Preheat the oven to 500ºF.
For the dough, combine all the ingredients into a large glass mixing bowl. Transfer the dough onto a well-floured work surface, and knead for two minutes. The dough should still be slightly tacky, but not sticky. Coat the dough with olive oil and let rise for 4 hours. An hour before you are ready to bake the pizza, add one large red onion (sliced) into a medium heated pan coated with olive oil. Add a pinch of salt, and reduce the heat to low after 10 minutes. Cover and let cook for another 40 minutes, or until the onion is brown and drastically reduced in size. For the marinara, simply heat olive oil on low and the tomatoes, garlic, salt, and red pepper flakes. Cook for 6 minutes.
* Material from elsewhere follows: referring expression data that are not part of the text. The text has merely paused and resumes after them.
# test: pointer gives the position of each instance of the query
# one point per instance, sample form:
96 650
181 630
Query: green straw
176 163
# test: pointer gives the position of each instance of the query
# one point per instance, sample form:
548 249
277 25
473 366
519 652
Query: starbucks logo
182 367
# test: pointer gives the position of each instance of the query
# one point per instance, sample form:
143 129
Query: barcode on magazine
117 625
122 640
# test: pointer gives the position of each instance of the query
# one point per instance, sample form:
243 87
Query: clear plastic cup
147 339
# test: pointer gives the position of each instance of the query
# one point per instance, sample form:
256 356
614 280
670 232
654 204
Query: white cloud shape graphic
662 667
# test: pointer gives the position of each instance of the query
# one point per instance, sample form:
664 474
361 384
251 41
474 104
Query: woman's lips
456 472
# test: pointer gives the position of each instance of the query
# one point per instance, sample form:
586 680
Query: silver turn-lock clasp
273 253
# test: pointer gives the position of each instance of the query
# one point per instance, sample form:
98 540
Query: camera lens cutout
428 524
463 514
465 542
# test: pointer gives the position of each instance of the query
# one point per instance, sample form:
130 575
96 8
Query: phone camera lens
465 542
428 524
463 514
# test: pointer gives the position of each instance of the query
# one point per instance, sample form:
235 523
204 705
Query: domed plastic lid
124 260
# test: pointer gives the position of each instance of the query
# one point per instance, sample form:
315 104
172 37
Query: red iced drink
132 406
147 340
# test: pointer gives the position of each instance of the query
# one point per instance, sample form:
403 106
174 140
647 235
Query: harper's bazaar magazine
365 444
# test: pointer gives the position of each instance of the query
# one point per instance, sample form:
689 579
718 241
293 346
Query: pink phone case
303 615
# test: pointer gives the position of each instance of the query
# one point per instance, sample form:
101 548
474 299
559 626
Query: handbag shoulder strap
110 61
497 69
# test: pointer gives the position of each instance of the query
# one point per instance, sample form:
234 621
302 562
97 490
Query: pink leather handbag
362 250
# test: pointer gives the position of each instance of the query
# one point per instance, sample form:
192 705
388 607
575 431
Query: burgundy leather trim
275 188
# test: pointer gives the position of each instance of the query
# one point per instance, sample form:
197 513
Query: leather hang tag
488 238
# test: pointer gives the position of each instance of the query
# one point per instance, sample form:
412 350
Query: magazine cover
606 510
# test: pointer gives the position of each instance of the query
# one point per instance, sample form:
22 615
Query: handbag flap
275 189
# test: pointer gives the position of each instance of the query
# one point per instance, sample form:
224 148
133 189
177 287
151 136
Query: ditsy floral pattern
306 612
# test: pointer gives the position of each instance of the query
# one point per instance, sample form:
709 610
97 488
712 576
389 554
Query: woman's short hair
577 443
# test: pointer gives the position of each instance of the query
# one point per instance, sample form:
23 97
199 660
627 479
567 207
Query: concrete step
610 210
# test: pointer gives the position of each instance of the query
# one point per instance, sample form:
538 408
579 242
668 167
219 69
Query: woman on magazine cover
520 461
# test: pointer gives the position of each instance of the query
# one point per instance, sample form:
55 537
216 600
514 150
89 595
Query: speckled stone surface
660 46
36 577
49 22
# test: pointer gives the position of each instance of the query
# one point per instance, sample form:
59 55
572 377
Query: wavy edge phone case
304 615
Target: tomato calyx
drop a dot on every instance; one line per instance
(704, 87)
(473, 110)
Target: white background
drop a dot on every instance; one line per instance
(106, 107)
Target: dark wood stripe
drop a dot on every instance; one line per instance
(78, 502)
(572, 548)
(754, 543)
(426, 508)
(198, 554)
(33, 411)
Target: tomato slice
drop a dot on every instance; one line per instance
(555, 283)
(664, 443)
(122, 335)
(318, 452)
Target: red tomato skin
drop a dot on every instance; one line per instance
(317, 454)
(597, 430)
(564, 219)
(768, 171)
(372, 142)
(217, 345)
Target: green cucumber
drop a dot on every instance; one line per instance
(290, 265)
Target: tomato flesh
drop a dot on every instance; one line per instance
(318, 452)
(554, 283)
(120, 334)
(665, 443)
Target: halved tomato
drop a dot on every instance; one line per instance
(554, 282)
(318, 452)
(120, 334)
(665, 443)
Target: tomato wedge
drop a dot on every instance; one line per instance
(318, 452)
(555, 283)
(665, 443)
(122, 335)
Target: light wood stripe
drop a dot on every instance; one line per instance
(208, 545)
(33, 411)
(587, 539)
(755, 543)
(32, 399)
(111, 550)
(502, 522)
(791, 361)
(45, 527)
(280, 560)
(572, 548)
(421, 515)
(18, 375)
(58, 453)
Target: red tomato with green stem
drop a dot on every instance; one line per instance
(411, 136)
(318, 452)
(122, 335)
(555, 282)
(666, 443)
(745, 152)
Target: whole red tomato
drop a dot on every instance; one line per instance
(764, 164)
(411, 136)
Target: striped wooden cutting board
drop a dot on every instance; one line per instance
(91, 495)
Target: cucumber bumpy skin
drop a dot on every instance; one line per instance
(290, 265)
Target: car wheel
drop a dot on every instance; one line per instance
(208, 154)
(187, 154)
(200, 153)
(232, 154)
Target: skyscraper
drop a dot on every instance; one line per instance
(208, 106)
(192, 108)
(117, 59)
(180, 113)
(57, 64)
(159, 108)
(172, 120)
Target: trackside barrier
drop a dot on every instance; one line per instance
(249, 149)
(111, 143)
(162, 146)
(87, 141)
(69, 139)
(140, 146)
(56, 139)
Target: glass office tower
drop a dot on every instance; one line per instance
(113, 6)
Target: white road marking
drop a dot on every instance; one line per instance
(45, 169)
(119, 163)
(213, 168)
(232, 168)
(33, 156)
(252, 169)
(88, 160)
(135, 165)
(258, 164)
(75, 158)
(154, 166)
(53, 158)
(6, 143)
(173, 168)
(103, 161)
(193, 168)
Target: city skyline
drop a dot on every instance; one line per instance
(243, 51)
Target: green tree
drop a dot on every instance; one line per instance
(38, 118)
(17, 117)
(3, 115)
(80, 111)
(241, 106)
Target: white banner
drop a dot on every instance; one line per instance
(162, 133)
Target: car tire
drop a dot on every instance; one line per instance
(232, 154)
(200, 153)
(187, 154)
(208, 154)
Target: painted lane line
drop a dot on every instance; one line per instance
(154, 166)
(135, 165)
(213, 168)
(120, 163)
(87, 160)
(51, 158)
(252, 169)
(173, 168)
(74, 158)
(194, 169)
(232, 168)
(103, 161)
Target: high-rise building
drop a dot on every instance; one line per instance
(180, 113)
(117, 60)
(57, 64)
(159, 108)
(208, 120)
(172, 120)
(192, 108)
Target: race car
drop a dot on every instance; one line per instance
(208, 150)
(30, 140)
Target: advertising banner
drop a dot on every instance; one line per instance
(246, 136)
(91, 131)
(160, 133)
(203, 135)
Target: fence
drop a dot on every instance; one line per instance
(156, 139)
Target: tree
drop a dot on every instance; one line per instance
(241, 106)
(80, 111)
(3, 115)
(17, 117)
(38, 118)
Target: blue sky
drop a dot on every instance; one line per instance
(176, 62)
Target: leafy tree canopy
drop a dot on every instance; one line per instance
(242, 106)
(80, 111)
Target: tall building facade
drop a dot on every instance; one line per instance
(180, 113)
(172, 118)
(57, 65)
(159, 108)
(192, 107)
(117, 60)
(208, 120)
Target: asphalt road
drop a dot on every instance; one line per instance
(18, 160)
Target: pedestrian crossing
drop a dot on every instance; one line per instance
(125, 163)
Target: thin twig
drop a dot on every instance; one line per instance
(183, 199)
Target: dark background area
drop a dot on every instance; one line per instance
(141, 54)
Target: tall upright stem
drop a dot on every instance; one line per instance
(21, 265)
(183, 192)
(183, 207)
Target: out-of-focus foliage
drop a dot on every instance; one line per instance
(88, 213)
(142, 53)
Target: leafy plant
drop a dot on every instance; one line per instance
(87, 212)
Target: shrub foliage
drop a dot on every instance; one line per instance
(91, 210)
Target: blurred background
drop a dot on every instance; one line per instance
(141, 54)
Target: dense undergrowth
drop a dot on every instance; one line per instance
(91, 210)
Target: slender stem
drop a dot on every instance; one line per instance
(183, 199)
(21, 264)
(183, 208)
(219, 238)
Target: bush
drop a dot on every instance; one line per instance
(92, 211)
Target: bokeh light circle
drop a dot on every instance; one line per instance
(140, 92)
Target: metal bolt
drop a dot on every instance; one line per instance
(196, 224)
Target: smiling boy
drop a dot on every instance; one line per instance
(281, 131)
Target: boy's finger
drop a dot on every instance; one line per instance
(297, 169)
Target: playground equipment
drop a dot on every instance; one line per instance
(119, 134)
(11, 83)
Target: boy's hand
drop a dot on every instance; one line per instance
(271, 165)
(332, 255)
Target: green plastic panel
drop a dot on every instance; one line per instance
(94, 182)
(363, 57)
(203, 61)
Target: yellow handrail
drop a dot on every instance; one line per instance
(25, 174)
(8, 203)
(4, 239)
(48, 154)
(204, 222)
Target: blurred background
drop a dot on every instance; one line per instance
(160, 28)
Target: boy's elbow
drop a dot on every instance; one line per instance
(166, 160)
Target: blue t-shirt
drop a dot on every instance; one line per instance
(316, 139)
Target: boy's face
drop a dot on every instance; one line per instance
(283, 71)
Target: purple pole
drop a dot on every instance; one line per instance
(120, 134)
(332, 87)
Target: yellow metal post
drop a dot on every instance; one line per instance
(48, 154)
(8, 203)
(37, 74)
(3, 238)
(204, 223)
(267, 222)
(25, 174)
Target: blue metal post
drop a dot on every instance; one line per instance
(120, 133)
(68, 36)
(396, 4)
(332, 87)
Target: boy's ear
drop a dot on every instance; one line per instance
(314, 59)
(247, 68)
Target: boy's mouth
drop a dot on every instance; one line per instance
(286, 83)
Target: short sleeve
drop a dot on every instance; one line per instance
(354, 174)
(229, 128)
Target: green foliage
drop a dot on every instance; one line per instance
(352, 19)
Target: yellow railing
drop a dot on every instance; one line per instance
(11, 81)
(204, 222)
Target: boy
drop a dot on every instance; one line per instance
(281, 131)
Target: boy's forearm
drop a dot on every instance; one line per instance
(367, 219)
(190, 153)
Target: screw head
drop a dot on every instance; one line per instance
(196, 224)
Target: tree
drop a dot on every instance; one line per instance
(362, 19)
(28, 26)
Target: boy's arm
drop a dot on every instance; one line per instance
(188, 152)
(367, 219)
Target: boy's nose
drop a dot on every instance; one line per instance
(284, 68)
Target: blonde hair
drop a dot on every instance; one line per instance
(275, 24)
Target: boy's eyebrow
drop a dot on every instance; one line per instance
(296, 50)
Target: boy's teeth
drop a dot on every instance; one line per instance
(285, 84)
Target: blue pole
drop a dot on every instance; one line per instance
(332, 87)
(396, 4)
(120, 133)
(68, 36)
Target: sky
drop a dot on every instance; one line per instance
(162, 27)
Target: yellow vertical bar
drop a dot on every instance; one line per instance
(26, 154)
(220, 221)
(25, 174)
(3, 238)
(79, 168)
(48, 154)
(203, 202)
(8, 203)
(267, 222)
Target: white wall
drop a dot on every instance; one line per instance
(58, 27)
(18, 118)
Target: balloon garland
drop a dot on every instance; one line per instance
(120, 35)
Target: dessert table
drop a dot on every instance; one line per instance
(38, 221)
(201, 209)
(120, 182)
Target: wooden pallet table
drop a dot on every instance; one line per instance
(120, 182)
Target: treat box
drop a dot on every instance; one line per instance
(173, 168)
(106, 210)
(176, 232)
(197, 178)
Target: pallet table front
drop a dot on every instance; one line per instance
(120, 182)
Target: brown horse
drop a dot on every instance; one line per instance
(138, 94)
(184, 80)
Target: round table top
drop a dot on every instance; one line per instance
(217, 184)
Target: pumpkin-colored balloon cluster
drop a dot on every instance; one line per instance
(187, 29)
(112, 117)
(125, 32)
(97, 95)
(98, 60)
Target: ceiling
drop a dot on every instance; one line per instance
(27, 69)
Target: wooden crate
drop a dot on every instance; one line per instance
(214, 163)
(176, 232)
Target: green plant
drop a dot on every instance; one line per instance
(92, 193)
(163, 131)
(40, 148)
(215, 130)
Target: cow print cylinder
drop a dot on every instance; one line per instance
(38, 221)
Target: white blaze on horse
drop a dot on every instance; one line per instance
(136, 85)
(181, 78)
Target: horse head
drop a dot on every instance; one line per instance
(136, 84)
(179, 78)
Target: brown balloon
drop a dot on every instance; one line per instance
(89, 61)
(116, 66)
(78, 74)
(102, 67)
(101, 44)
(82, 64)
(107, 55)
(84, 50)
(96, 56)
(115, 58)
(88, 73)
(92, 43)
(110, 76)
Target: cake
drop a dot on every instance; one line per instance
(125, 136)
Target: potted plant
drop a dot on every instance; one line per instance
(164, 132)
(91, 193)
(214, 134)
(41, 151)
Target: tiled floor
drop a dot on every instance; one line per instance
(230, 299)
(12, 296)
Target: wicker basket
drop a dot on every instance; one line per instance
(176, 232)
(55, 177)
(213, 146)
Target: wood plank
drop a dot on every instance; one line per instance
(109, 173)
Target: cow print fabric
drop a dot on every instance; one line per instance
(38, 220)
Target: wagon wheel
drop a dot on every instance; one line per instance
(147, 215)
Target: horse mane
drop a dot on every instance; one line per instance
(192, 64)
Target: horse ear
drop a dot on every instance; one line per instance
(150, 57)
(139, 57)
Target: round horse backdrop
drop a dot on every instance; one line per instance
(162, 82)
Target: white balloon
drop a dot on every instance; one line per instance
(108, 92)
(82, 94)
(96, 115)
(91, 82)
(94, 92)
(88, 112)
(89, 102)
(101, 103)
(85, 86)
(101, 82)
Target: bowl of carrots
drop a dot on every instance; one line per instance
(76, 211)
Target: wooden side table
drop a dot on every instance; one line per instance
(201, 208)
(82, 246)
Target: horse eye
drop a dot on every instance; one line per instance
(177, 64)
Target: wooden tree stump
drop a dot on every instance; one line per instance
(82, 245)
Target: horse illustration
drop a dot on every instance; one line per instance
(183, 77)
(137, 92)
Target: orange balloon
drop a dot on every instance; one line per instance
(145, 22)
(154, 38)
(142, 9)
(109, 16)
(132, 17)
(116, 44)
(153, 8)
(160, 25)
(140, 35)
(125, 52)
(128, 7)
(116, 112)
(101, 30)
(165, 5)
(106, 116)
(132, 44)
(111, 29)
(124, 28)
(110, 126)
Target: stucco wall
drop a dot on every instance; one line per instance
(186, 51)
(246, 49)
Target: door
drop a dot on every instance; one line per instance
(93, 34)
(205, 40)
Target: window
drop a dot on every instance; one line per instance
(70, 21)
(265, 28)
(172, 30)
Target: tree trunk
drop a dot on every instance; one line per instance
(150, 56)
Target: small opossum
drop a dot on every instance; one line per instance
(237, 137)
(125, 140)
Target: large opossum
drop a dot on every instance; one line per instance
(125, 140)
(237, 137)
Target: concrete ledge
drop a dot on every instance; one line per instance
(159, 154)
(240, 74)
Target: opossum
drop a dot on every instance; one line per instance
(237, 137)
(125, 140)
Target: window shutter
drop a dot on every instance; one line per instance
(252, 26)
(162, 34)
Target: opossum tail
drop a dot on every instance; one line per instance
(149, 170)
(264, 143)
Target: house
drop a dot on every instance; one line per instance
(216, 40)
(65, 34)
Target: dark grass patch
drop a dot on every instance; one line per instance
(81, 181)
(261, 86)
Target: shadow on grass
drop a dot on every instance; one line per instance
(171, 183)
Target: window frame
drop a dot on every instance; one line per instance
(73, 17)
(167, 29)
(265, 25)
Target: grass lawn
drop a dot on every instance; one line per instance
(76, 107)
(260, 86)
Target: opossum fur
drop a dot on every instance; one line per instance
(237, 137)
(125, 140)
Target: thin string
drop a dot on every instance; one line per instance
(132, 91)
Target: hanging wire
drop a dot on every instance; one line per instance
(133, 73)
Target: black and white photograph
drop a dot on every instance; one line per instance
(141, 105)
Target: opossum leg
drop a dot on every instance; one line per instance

Once the dough is done rising, transfer it onto a well floured surface. Cover a rolling pin in flour and roll out well over 14 inches each way. You should have stretched the dough to roughly 16 inches in all directions, but this is an imperfect rustic pizza, so as long as you have enough to elapse around the edges of your pizza pan, you’re doing a swell job. Add the marinara. Add the mozzarella, chicken, PEPPADEW® peppers, goat cheese, and caramelized onion. Gently, but not perfectly, place the edges over the pizza. Be sure that you cover all the space of the pizza pan— you don’t want to end up with a smaller pizza.
Most edges were actually rolled out to about 18-19 inches. This pizza is similar to what some call a “rustic tart pizza,”
Bake for 8-10 minutes, or until the edges of the pizza are golden brown.